"I felt like I had been punched in the stomach.
"I was 52, very healthy, very fit, great diet and this was not in my life plan. I put the phone down, in a state of shock and started crying. What was I going to do now? I decided I would stay at work for the day as my younger daughter was at home - summer vacation - and I couldn't tell her at this point. I knew if I went home I would fall apart. Staying at work would mean that I would have to keep it together.
"What happened next was to throw me into a complete tailspin. An hour later, after the phone call from the cancer center, and still reeling from the news, I got another phone call. My older daughter's best friend Kate had been killed in a bike accident in Tennessee. She was 22 and had been working as a whitewater rafting guide for the summer. Kate was one of those kids who had a brilliant future ahead of her. She was a star soccer player in high school and had gone on to play Division I soccer at college. She had finished her degree in physical therapy early and was about to embark on a master's degree. She was just an all-around great kid, and spent a lot of time at our house.

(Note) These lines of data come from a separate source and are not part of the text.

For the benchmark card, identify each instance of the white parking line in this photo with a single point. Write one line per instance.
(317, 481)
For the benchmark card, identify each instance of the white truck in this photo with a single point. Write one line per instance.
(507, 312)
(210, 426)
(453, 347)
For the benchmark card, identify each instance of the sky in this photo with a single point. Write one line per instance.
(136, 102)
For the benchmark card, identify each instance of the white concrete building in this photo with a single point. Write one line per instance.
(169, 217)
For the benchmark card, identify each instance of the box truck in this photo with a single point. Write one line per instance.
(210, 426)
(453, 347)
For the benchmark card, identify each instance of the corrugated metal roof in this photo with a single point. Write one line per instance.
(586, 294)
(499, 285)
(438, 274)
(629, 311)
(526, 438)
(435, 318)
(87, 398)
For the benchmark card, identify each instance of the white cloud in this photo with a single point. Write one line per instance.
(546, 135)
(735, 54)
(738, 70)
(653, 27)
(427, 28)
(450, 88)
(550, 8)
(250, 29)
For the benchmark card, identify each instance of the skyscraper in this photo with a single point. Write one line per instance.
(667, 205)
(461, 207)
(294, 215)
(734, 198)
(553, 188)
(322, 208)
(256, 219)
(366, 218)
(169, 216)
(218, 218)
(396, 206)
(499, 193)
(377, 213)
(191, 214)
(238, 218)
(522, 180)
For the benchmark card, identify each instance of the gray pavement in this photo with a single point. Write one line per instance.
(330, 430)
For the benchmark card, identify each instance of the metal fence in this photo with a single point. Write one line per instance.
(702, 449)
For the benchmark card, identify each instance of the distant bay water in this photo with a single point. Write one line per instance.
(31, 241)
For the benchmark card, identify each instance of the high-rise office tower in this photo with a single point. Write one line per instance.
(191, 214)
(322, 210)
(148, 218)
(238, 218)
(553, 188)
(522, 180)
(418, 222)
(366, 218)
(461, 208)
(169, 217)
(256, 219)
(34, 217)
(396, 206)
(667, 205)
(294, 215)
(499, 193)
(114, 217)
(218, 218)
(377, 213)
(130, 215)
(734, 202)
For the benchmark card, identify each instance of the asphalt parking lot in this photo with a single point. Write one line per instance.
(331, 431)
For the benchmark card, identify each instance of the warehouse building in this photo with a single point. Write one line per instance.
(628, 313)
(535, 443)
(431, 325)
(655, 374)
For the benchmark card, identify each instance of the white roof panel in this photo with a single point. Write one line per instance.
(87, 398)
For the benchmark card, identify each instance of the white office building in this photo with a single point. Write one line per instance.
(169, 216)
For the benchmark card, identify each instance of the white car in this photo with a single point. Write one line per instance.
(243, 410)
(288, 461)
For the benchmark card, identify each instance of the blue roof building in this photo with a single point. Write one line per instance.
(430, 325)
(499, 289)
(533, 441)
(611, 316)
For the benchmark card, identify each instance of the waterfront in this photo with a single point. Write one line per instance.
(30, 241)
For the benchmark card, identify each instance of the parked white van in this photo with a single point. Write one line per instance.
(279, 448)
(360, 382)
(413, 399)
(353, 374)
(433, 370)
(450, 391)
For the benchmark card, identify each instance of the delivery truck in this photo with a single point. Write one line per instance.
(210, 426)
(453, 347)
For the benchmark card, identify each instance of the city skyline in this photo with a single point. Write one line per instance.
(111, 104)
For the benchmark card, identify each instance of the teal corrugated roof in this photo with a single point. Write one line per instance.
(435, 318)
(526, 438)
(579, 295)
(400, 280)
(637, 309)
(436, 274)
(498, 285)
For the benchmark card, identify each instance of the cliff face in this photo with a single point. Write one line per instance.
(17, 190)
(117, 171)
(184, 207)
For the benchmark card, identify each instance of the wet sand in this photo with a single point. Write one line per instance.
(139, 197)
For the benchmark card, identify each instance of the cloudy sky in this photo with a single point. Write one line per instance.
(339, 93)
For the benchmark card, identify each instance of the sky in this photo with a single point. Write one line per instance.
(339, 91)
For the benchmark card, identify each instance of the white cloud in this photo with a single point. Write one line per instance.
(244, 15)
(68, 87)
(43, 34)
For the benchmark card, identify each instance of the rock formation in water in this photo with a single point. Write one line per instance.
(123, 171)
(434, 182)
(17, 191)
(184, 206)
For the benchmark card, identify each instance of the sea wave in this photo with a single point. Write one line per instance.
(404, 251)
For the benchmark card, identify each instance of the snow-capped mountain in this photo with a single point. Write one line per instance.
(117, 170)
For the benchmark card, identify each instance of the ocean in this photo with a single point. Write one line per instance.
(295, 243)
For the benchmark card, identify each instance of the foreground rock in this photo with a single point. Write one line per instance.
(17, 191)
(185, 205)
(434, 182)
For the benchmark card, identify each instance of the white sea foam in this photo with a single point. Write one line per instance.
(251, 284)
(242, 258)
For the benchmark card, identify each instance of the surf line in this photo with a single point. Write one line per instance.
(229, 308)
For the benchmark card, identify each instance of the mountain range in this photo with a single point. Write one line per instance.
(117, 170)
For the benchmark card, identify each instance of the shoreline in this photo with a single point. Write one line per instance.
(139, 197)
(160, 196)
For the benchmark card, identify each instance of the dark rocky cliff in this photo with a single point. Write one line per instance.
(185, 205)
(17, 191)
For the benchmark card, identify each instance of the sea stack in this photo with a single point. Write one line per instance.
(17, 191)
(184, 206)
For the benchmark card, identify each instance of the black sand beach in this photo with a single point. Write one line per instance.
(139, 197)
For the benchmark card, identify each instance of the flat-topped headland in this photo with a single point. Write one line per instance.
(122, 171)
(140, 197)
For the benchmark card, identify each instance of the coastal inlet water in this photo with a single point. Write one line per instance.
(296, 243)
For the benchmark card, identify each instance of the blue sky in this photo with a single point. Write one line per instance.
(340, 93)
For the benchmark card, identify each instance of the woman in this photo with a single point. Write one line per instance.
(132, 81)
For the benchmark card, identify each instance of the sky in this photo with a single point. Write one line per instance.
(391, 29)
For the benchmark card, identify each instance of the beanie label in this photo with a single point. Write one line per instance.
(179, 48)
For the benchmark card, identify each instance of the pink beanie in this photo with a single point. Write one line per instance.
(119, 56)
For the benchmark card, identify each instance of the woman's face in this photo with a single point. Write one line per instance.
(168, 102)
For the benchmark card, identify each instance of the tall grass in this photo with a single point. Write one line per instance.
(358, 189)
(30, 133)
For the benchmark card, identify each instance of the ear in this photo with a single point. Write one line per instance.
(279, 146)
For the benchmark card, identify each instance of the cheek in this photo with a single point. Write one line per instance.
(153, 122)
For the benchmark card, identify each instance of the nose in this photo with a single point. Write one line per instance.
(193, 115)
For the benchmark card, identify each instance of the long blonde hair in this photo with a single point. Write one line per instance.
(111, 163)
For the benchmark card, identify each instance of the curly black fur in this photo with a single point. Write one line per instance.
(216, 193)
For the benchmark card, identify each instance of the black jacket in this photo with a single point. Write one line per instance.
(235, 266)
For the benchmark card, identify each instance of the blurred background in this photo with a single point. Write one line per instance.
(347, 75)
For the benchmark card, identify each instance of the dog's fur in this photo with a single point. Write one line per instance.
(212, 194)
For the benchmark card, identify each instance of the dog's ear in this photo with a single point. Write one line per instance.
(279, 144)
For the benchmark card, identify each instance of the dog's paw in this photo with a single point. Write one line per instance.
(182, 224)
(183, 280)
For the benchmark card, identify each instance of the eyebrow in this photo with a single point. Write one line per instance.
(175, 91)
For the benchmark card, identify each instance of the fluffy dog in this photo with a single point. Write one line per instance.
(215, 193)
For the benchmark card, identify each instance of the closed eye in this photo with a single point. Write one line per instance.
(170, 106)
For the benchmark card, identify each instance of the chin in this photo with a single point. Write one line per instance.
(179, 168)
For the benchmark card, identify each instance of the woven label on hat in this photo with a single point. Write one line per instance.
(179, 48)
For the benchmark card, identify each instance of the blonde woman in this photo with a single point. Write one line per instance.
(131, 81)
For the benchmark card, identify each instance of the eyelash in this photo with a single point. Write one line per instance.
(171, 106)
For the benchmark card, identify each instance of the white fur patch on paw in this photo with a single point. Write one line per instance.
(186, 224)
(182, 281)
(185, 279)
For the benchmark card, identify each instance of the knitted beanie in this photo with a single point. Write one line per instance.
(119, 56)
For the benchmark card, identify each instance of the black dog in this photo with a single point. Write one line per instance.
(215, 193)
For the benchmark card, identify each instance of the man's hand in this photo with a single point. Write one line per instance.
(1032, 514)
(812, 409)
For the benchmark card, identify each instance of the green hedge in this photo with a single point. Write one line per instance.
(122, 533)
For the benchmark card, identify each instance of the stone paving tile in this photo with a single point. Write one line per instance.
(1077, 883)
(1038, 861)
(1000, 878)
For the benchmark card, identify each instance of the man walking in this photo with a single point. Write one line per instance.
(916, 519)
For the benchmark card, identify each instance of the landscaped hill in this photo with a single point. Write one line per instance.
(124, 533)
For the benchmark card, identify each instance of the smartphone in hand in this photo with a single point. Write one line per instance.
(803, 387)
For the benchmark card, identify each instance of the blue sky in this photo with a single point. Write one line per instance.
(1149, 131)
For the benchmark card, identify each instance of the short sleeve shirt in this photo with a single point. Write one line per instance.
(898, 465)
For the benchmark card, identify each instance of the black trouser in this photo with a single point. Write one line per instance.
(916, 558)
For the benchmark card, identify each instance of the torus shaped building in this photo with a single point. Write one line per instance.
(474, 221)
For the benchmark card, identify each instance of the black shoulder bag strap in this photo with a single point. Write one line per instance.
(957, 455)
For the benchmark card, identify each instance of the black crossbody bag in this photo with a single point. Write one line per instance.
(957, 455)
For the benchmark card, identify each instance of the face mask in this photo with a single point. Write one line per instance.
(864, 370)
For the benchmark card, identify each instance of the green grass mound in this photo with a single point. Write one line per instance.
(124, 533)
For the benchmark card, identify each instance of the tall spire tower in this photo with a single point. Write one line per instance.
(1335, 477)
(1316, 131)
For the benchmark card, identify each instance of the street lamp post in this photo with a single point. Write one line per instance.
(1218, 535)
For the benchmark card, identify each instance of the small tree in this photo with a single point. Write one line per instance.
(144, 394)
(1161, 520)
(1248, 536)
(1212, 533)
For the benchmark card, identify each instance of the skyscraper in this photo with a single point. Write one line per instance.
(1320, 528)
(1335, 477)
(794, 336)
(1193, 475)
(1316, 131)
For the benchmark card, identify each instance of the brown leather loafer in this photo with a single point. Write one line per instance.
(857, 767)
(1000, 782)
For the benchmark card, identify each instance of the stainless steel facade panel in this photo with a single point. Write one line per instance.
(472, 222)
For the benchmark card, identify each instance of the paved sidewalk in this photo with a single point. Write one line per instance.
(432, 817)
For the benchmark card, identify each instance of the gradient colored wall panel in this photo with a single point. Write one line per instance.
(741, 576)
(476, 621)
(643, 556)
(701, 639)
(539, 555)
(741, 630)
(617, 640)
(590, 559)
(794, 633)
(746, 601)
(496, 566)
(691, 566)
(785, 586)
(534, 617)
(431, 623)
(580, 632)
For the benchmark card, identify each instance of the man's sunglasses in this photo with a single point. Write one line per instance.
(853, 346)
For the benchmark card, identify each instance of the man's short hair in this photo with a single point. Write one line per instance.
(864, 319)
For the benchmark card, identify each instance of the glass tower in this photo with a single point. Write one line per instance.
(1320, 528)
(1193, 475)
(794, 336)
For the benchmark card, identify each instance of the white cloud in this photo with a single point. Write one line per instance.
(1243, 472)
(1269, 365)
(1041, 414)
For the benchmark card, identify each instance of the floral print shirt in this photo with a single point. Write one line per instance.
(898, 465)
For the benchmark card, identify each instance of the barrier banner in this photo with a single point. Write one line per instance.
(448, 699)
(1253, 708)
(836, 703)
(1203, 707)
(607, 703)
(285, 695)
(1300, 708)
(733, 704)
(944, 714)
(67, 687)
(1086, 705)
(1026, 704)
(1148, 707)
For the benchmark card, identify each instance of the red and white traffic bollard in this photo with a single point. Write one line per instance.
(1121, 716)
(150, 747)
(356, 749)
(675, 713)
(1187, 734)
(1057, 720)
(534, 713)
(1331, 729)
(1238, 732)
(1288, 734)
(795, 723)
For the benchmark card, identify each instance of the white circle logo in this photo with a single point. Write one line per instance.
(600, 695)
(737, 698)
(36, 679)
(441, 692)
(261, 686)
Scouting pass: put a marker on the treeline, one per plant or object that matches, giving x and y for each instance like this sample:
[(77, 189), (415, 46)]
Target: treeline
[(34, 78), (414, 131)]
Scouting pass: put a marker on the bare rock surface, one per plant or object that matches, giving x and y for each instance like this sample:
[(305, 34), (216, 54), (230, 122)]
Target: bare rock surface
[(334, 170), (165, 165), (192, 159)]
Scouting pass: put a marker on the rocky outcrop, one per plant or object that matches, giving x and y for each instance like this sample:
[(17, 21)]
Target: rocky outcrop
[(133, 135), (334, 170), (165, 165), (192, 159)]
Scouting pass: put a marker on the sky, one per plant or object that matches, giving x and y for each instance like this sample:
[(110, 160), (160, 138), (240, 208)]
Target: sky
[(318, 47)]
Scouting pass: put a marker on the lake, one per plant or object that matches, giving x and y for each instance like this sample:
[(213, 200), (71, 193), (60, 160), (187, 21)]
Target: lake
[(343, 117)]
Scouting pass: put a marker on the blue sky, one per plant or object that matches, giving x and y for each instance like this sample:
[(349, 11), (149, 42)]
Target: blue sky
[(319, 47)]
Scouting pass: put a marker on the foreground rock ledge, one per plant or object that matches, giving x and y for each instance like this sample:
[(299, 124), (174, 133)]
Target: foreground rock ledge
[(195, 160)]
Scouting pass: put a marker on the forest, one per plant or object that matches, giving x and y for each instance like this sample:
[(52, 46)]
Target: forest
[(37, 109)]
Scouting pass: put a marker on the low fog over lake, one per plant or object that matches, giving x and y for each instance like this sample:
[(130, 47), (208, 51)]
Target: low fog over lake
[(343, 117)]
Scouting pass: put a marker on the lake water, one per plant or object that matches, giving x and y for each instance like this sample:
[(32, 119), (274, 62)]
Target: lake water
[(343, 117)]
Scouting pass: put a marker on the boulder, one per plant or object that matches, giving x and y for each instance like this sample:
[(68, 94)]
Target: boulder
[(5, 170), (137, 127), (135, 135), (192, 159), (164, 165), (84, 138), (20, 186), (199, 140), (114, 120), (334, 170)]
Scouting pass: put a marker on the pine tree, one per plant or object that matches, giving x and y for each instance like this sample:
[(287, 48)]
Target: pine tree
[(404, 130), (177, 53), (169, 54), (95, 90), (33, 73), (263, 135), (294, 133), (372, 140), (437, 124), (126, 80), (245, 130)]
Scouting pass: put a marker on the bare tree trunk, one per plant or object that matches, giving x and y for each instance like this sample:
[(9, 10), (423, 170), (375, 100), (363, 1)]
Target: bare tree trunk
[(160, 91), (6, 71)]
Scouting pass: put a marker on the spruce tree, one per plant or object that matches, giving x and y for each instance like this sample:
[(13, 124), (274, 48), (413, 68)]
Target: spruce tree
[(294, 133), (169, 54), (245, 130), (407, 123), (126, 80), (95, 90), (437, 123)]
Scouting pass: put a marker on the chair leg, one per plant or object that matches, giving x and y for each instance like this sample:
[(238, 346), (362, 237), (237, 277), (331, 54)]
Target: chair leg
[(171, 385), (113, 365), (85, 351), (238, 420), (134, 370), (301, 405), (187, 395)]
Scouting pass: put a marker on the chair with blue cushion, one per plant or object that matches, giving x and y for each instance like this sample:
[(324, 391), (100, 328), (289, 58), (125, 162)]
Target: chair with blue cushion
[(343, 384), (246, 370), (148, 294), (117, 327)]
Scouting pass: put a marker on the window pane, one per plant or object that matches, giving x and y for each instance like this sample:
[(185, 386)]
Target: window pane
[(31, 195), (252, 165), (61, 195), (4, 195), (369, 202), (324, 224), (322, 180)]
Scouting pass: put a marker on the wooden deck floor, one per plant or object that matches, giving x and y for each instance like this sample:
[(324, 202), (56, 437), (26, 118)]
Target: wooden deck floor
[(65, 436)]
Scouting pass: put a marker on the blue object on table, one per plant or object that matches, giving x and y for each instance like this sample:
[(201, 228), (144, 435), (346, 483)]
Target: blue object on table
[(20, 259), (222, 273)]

"Hearing about her death just floored me. I really didn't know what to do with my emotions. What was worse? Me having cancer or this young woman dying tragically?
"In my head at the time I felt incredibly lucky. It was almost like she died so I could live. I felt like I had made some terrible pact with the devil.
"My initial tears of fear for myself gave way to heaving sobs of sadness for Kate and her parents - she was an only child.
"The next awful step was to tell my daughter, Hannah. She was in Israel at the time with her grandmother and I didn't have a phone number for her, so I ended up having to send her a facebook message, knowing that she would definitely see that. That was one of the hardest things I've ever had to do, apart from telling my husband that night that I had cancer.
"My story got better from then on. They had caught the stage one invasive ductal carcinoma early and after a lumpectomy and sentinel node biopsy, they found that it had not spread to my lymph nodes and the margins of the lumpectomy site were clean. I sailed through chemo and radiation with the help of acupuncture and a naturopathic doctor - no drugs at all, apart from some strategically placed marijuana and a lot of natural supplements.
"I am now even fitter and healthier than I was before and I have discovered a new outlook on life, but that is another story."